Although oddly placed in the development of the book, the chapter on gospel music is well done and highlights an aspect of contemporary Christian music (CCM) that is often ignored. Most Christians probably view CCM and gospel as distinct entities, but Stowe clearly outlines the connection between the two during this period. Artists one might expect to see, such as Al Green and Aretha Franklin, appear, but so do Stevie Wonder and Marvin Gaye. The use of Gaye struck me as more of a counterpoint to the other gospel artists than a contributor to the Jesus music movement. Even Stowe questions his inclusion, calling him a “fellow traveler in the loosest sense” (139). Still, I appreciate Stowe’s recognition of these African American artists, who often seem to be marginalized today among the white, middle-class believers targeted by CCM.

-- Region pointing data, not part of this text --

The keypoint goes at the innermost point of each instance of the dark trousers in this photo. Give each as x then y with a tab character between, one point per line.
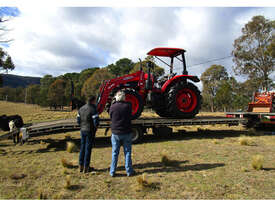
87	141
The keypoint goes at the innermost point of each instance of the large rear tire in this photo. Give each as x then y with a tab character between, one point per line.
183	101
136	101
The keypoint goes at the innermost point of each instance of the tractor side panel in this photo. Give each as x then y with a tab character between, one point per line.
127	80
178	78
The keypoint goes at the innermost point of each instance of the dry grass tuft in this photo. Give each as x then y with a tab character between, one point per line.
244	169
66	163
68	137
143	183
246	141
17	176
68	182
41	195
215	141
257	162
71	147
65	172
252	132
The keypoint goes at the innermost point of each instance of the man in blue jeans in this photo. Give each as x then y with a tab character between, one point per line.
88	120
120	113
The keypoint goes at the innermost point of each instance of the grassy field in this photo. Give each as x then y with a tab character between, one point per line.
210	162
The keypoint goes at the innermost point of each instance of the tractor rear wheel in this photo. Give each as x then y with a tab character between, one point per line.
184	101
136	101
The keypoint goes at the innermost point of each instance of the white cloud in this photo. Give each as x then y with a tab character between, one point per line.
56	40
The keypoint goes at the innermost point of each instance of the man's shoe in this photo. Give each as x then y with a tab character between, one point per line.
88	169
131	174
81	168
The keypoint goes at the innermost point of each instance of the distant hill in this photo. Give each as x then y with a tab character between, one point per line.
10	80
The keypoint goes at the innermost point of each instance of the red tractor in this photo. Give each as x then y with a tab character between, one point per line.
262	102
173	96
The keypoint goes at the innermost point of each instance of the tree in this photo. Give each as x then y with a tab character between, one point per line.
45	84
92	84
32	94
5	61
253	52
121	67
212	79
56	93
224	96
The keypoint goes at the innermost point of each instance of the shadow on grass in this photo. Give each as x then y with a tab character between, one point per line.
3	152
75	187
55	145
269	169
157	167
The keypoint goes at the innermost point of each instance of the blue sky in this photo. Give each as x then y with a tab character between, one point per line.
56	40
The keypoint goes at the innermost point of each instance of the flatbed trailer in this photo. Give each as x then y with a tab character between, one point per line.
255	119
159	126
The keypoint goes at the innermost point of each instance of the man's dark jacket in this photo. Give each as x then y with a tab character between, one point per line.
87	118
120	113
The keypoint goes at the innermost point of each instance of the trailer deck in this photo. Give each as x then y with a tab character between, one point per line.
140	125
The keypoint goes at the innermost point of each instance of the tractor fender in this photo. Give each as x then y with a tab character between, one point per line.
178	78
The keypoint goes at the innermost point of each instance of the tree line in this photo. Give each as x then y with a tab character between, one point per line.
253	57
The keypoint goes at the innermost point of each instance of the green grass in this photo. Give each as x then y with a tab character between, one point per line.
210	164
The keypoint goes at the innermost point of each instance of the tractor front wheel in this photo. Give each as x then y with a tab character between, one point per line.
184	101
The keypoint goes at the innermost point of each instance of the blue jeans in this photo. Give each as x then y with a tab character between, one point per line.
117	141
87	141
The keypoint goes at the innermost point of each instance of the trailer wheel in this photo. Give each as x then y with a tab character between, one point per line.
162	131
137	133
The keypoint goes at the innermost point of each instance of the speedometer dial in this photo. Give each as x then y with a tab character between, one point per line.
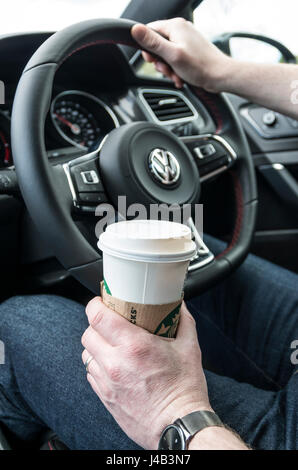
82	119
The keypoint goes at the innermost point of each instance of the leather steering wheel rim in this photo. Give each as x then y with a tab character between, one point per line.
48	205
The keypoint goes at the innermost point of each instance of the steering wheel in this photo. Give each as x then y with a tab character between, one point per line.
51	192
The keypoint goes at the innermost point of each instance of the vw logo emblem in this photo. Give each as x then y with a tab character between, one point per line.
164	166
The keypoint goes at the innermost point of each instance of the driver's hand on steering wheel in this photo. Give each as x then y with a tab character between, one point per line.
145	381
187	55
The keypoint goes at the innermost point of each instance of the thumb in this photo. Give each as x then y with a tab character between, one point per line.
187	326
151	41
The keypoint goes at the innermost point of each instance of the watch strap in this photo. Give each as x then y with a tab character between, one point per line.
197	421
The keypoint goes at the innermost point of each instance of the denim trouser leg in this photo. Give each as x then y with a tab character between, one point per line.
43	381
245	326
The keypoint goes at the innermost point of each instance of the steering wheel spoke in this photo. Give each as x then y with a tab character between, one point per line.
85	182
212	153
139	160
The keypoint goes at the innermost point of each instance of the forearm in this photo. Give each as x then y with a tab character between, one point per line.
216	438
273	86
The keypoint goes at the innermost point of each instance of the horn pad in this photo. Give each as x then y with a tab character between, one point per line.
149	165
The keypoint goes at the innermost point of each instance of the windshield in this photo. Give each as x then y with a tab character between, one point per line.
276	19
52	15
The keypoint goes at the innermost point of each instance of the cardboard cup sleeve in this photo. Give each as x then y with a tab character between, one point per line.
161	320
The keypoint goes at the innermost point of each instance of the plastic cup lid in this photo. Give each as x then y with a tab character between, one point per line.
148	241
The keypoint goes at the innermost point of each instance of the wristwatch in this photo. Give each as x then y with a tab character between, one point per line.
177	436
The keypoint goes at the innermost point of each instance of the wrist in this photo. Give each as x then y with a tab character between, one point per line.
178	409
216	438
219	78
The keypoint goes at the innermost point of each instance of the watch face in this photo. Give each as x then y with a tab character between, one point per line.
172	439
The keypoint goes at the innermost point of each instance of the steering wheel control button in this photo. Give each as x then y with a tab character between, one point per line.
92	198
164	166
90	177
270	118
86	178
204	151
213	154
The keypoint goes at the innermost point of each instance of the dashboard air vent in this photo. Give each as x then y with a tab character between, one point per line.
168	107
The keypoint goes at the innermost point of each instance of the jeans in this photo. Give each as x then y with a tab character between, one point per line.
246	326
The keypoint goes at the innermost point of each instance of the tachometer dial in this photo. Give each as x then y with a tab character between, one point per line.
82	119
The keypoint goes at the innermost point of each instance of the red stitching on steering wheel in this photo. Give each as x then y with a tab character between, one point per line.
90	44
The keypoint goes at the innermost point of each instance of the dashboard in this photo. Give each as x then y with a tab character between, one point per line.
95	91
92	97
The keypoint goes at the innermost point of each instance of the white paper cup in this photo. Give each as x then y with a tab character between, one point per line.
146	261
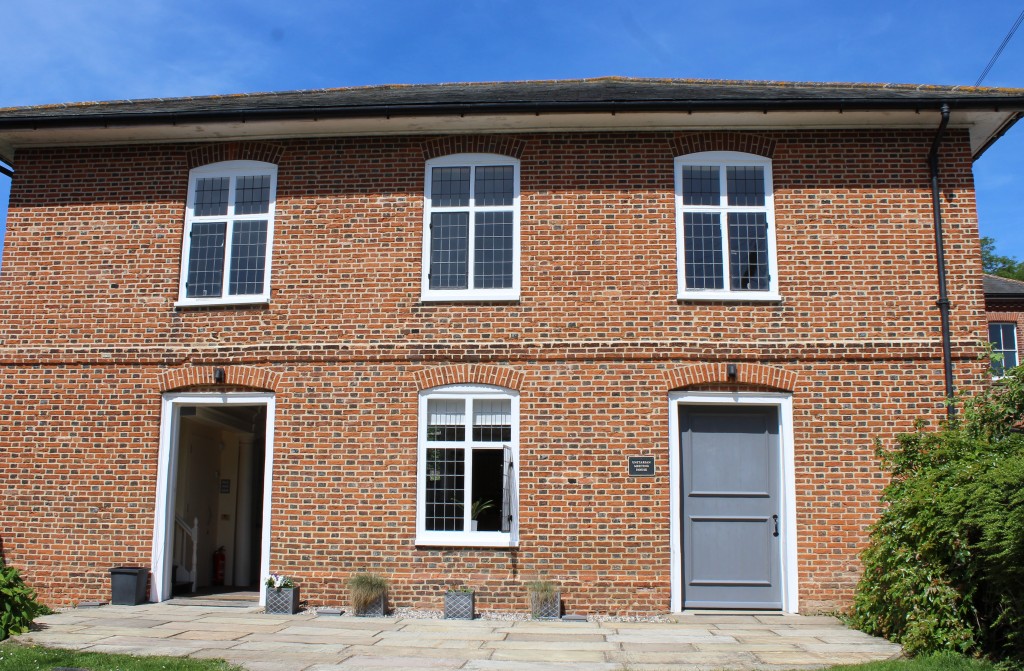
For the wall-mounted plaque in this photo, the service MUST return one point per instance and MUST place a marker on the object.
(641, 466)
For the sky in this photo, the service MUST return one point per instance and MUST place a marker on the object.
(70, 50)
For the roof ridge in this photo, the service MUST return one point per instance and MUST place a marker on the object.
(1001, 279)
(766, 84)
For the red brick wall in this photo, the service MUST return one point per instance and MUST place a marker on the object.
(90, 339)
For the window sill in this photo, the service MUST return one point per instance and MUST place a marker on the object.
(469, 297)
(218, 302)
(731, 296)
(465, 539)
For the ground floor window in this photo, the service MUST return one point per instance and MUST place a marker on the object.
(468, 450)
(1003, 336)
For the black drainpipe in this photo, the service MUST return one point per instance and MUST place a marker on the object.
(943, 301)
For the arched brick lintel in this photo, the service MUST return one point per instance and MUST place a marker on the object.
(683, 143)
(501, 376)
(747, 375)
(265, 152)
(502, 144)
(240, 376)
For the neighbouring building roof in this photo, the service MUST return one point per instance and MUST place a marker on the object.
(1001, 288)
(504, 107)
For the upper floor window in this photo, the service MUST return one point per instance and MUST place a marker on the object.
(725, 226)
(468, 449)
(225, 257)
(471, 241)
(1003, 336)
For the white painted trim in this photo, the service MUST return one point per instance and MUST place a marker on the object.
(722, 160)
(160, 589)
(232, 169)
(783, 402)
(463, 538)
(470, 294)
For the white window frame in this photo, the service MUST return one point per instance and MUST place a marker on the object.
(470, 294)
(722, 160)
(232, 170)
(467, 537)
(1005, 348)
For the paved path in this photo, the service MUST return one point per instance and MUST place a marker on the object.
(306, 642)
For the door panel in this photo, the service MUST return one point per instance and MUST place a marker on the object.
(731, 460)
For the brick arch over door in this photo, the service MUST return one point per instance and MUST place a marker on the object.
(239, 376)
(683, 143)
(747, 375)
(265, 152)
(470, 374)
(503, 144)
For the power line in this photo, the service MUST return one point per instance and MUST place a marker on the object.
(998, 52)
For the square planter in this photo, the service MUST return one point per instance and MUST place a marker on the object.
(375, 610)
(459, 605)
(546, 607)
(282, 601)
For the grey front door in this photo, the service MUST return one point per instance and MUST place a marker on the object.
(731, 513)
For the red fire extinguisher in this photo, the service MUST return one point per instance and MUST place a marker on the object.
(219, 559)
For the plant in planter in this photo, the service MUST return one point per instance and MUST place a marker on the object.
(282, 595)
(545, 599)
(459, 603)
(369, 594)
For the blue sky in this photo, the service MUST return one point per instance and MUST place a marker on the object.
(69, 50)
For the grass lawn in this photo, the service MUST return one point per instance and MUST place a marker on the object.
(34, 658)
(931, 663)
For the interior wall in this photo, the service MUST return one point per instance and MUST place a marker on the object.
(197, 491)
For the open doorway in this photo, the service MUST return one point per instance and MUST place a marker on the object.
(213, 496)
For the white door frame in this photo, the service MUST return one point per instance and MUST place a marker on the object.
(787, 487)
(163, 527)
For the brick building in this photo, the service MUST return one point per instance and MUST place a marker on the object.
(634, 336)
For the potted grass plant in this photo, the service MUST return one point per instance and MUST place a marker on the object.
(545, 599)
(369, 594)
(460, 603)
(282, 595)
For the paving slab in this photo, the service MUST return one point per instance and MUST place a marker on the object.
(506, 665)
(548, 656)
(399, 662)
(304, 642)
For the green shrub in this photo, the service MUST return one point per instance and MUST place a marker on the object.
(944, 570)
(17, 602)
(365, 588)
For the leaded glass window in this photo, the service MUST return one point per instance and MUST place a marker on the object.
(228, 229)
(472, 213)
(467, 476)
(726, 225)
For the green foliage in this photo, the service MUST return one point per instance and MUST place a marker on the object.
(543, 589)
(365, 588)
(945, 567)
(17, 602)
(35, 658)
(1005, 266)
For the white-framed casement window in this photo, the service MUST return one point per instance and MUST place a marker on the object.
(225, 256)
(725, 226)
(1003, 336)
(467, 492)
(471, 228)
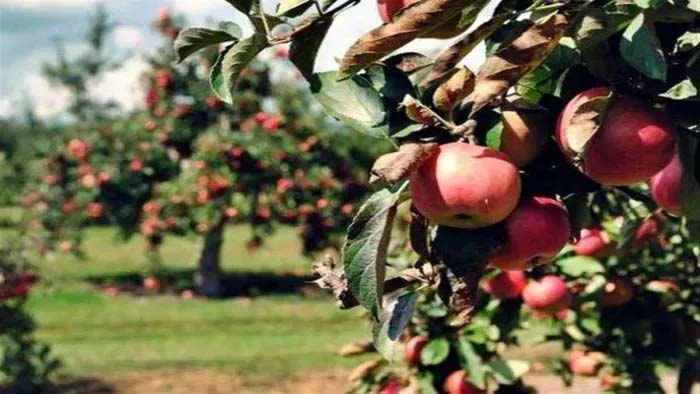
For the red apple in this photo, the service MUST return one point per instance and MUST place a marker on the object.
(666, 187)
(78, 148)
(536, 231)
(151, 284)
(506, 285)
(549, 294)
(617, 292)
(456, 383)
(95, 210)
(413, 349)
(594, 242)
(634, 142)
(646, 232)
(466, 186)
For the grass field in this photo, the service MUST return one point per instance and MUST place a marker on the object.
(283, 333)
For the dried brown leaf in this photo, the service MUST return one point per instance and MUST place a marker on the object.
(454, 90)
(454, 54)
(396, 166)
(415, 21)
(505, 68)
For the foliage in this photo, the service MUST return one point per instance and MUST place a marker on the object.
(26, 365)
(539, 56)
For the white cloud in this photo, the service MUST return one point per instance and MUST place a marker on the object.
(122, 86)
(48, 3)
(48, 100)
(127, 37)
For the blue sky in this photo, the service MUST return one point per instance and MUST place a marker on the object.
(29, 30)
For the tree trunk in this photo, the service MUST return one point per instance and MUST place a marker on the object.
(208, 275)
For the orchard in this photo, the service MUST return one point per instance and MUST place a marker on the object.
(549, 196)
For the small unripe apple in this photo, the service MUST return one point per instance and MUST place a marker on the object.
(634, 142)
(456, 383)
(391, 387)
(466, 186)
(413, 349)
(506, 285)
(594, 242)
(536, 231)
(617, 292)
(549, 294)
(524, 135)
(666, 187)
(585, 363)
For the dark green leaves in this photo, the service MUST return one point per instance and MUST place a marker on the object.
(585, 123)
(365, 249)
(353, 101)
(641, 49)
(580, 266)
(435, 352)
(231, 61)
(391, 322)
(191, 40)
(305, 46)
(689, 153)
(472, 362)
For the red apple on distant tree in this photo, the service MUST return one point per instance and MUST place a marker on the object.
(617, 292)
(633, 143)
(536, 231)
(413, 349)
(506, 285)
(151, 284)
(549, 294)
(666, 187)
(594, 242)
(456, 383)
(466, 186)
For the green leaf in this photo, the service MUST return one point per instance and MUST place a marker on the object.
(243, 6)
(305, 46)
(365, 249)
(231, 61)
(391, 322)
(292, 8)
(641, 49)
(435, 352)
(231, 28)
(191, 40)
(470, 361)
(493, 136)
(689, 153)
(353, 101)
(682, 90)
(577, 266)
(688, 41)
(585, 123)
(690, 4)
(508, 371)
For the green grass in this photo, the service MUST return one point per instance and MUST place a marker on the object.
(279, 334)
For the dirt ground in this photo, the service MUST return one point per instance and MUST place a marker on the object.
(211, 382)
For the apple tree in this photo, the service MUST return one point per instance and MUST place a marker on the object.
(562, 175)
(187, 164)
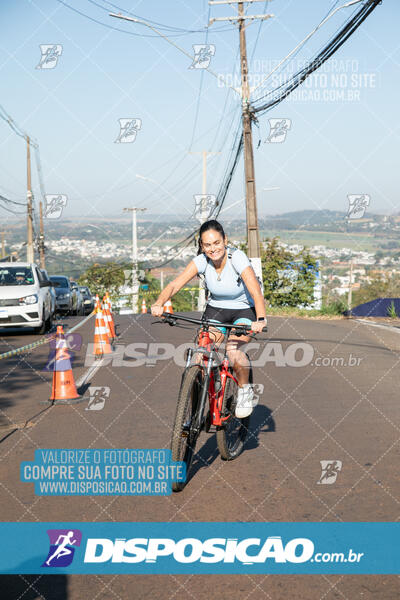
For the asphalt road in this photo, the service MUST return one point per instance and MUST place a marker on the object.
(330, 394)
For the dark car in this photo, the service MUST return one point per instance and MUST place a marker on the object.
(88, 300)
(65, 296)
(78, 310)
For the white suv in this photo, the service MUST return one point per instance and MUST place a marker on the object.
(25, 299)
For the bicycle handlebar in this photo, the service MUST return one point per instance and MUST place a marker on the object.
(241, 326)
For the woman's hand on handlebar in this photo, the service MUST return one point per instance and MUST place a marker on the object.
(257, 326)
(157, 310)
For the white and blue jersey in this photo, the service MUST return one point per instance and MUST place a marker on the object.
(229, 291)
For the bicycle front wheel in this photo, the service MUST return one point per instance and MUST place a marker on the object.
(231, 436)
(183, 437)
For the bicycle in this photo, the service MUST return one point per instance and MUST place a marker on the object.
(210, 378)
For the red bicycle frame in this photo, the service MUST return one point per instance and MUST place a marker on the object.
(215, 398)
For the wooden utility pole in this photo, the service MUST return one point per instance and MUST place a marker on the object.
(253, 238)
(135, 278)
(3, 247)
(41, 238)
(29, 247)
(201, 302)
(350, 294)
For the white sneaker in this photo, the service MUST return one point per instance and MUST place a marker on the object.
(245, 401)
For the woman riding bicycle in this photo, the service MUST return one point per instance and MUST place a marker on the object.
(235, 297)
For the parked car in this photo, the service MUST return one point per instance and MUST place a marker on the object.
(52, 293)
(79, 309)
(65, 296)
(88, 300)
(25, 297)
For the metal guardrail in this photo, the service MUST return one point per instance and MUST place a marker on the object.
(44, 340)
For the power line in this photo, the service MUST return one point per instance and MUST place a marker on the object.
(82, 14)
(12, 201)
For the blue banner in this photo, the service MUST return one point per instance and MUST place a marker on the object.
(201, 548)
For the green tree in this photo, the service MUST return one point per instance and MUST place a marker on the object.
(288, 278)
(101, 278)
(377, 287)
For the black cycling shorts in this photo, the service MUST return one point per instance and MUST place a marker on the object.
(230, 315)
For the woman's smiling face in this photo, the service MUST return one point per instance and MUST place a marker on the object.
(213, 244)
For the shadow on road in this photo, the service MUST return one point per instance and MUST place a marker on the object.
(261, 422)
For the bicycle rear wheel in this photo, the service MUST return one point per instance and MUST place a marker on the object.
(231, 436)
(184, 439)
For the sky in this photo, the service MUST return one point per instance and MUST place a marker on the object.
(342, 127)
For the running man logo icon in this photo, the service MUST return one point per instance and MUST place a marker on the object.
(202, 56)
(128, 130)
(358, 204)
(50, 55)
(55, 204)
(97, 397)
(61, 551)
(278, 129)
(330, 470)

The political reach of this music movement might surprise readers. Democrat Jimmy Carter found himself supported by the likes of the Man in Black, Johnny Cash, an unlikely pairing if ever there was one. Some of the political issues with which Christian conservatives have struggled made an appearance during the period. Lonnie Frisbee, for example, one of the early leaders of the Jesus People movement, came out as a gay man, was ostracized, and later died of AIDS. Keith Green’s widow, Melody, became an outspoken opponent of abortion through the Last Days Ministries organization that she and her husband co-founded in Texas in the late 1970s.
Stowe agrees with Donald Miller’s conclusion that CCM and Christian rock have created significant conservative Republican voting blocs among the some of the most well-known megachurches, specifically Chuck Smith’s Calvary and the Vineyard (244-247). I think Stowe could have teased out this last point by looking more extensively at modern CCM artists and their political leanings, but maybe that’s the topic of a future book. 
In sum, this gives a different slant on the rise of the Religious Right. It offers a good introduction to the early years of CCM but doesn’t simply rehash the usual focus on Larry Norman and Keith Green.
For more from Stowe on his research, read this interview.
 Some of you are probably tired of hearing about conspiracy theories, but I came across one about one and by Green.
 While not specifically on CCM artists and their politics, if Stowe’s book piques your curiosity, I recommend Jay R. Howard and John M. Streck’s Apostles of Rock: The Splintered World of Contemporary Christian Music (University Press of Kentucky, 2004).